The rediscovery—in the 1960s and 1970s—of the works of the Russian agrarian economist and rural sociologist Alexander V. Chayanov (1888–1937) triggered a new wave of peasant studies and a renewed debate about the nature of peasant societies. The rural anthropologist Eric Wolf and rural sociologist Theodor Shanin, amongst others, moved this debate beyond a-historical and dichotomist representations. The question is not whether peasants were naturally conservative, values-rational, safety-oriented investors in their land and labor, or whether they tended to be risk-taking, market-oriented maximizers. They were and are both.

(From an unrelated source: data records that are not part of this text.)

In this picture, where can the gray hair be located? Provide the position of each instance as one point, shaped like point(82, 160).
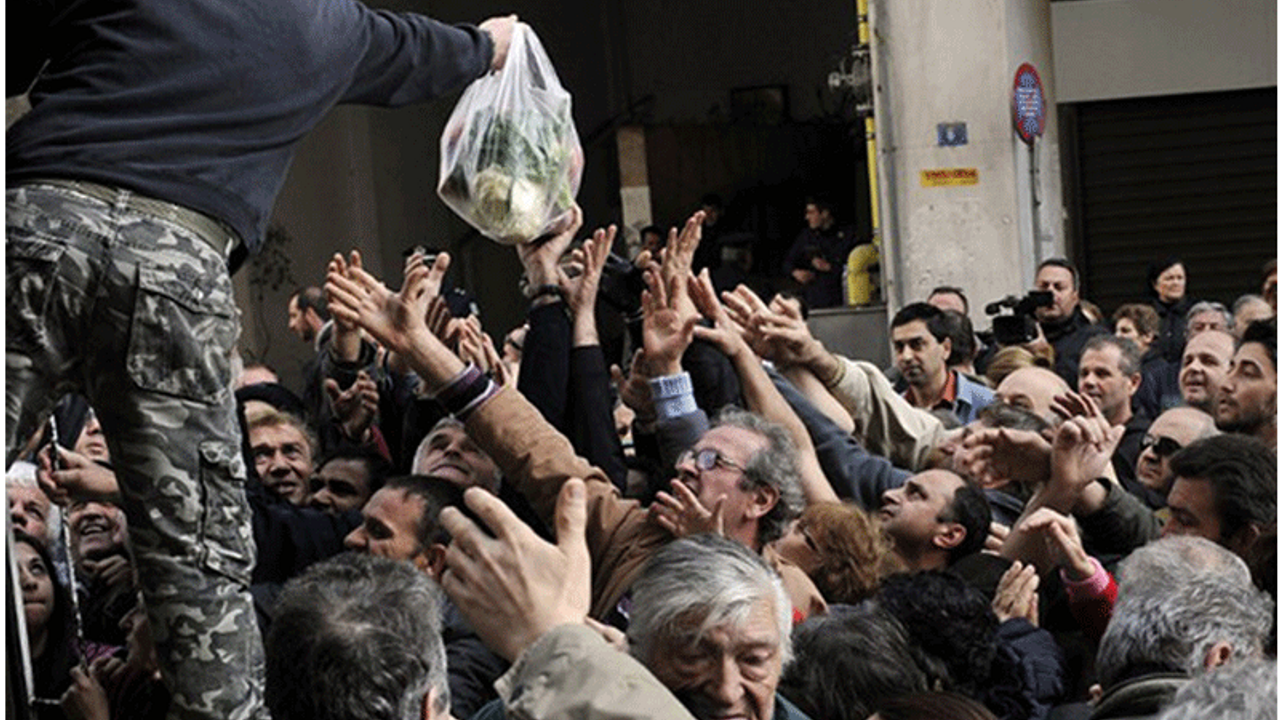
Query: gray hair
point(1178, 597)
point(1246, 300)
point(1211, 306)
point(356, 637)
point(698, 583)
point(23, 474)
point(775, 466)
point(1240, 691)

Quoting Erik Wolf, they are
rural cultivators whose surpluses are transferred to a dominant group of rulers that uses the surpluses both to underwrite its own standard of living and to distribute the remainder to groups in society that do not farm but must be fed for their specific goods and services in return.
That is why peasants only existed within a social formation (peasantries) and within a class relationship (the external subordination to lords, government authorities and/or regional or international markets).

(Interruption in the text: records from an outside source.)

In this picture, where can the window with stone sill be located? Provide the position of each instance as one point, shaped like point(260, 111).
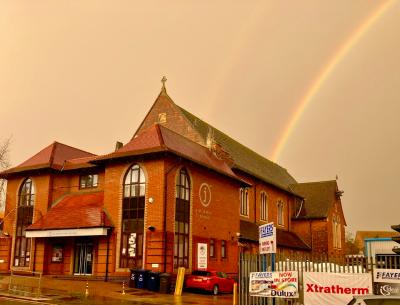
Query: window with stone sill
point(25, 207)
point(263, 207)
point(88, 181)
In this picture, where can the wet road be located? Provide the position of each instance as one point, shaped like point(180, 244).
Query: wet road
point(192, 299)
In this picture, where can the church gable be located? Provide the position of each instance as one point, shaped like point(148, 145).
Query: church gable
point(166, 113)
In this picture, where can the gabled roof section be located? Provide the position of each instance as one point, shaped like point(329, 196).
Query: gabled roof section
point(244, 158)
point(75, 212)
point(160, 139)
point(318, 198)
point(188, 125)
point(53, 156)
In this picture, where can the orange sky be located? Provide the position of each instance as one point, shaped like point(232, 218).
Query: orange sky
point(86, 72)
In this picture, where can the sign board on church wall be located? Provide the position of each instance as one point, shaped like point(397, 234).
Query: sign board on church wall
point(279, 284)
point(267, 238)
point(334, 288)
point(387, 281)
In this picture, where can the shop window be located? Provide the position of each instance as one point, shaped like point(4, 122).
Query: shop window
point(280, 213)
point(244, 201)
point(26, 202)
point(263, 207)
point(182, 220)
point(212, 248)
point(88, 181)
point(133, 206)
point(223, 249)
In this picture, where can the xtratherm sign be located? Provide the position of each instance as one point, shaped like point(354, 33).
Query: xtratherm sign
point(334, 288)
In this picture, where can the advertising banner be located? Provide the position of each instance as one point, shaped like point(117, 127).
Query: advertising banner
point(334, 288)
point(283, 284)
point(387, 281)
point(201, 256)
point(267, 238)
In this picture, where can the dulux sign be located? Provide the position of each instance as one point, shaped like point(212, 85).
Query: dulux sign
point(267, 238)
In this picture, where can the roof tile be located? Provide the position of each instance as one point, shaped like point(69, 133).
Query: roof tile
point(73, 212)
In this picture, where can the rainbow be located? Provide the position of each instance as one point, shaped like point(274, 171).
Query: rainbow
point(337, 57)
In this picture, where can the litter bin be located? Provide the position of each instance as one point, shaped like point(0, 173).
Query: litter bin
point(132, 278)
point(141, 278)
point(165, 283)
point(153, 281)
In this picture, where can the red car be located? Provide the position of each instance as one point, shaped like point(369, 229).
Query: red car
point(211, 281)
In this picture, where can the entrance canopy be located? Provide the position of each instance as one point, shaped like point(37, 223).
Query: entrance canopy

Peasantries made societies; societies made peasantries. Surplus production from nature and the land, in various forms, has been a precondition for large-scale societal change. Societal change was necessary to group agricultural producers into peasantries. Agricultural-based economic systems facilitated vaster communal units and extended village networks. This provoked profound changes in the structure of social relations, population growth and village and supra-village institutions. The spread of agricultural village societies as the primary food system took millennia. By 5000 BCE, much of the world’s population lived by farming; the first agricultural-based empires emerged by 3000 BCE. By then peasant economies had become sufficiently advanced and, in some regions, they supported more complex, urban-based societies and differentiated trade networks. Civilizations did not simply rely on agricultural producers; they also organized, dominated and exploited them. Civilization equated complexity, sophistication, development and grand culture. For peasants, it mostly corresponded to dominion. Sometimes formally free, mostly bound to the soil by their masters, they have almost always been the lowest class or caste, and women, in general, the lowest status among farmers.

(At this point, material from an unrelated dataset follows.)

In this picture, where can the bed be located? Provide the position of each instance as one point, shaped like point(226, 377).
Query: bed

Peasant history is the history of peasants’ work, of the struggle for the fruits of their labor. Social relations in agricultural societies have been built on the returns of the land. They were reproduced in institutions and norms that defined new rules of ownership, inheritance, transmission and control. Peasantries did not only feed civilizations, empires, states and economies; they also supported their ecological and social resilience and fueled their expansion. They were their socio-ecological frontiers. Farming societies developed a new, more intrusive and aggressive attitude toward the resources of nature, land and labor. The expansion of plant and animal husbandry presumed more radical exploitation of diverse ecosystems and the development of new tools, new modes of reclaiming lands and renewing fertility and new modes of cultivation and animal breeding. This had an increasing impact on human-nature relations, predominantly resulting in massive worldwide deforestation.

Peasant Communities and the Peasant Question

Like every social formation, peasantries developed as sets of social relationships. The peasant household was the basic economic unit. It pursued an agricultural livelihood by combining subsistence and commodity production through direct access to nature, land, labor and commodities. Households, extended families, kinship and village societies were the vital nodes of production, consumption, reproduction, socialization, welfare, credit and risk-spreading. These social formations were also the peasants’ gateway to the broader world.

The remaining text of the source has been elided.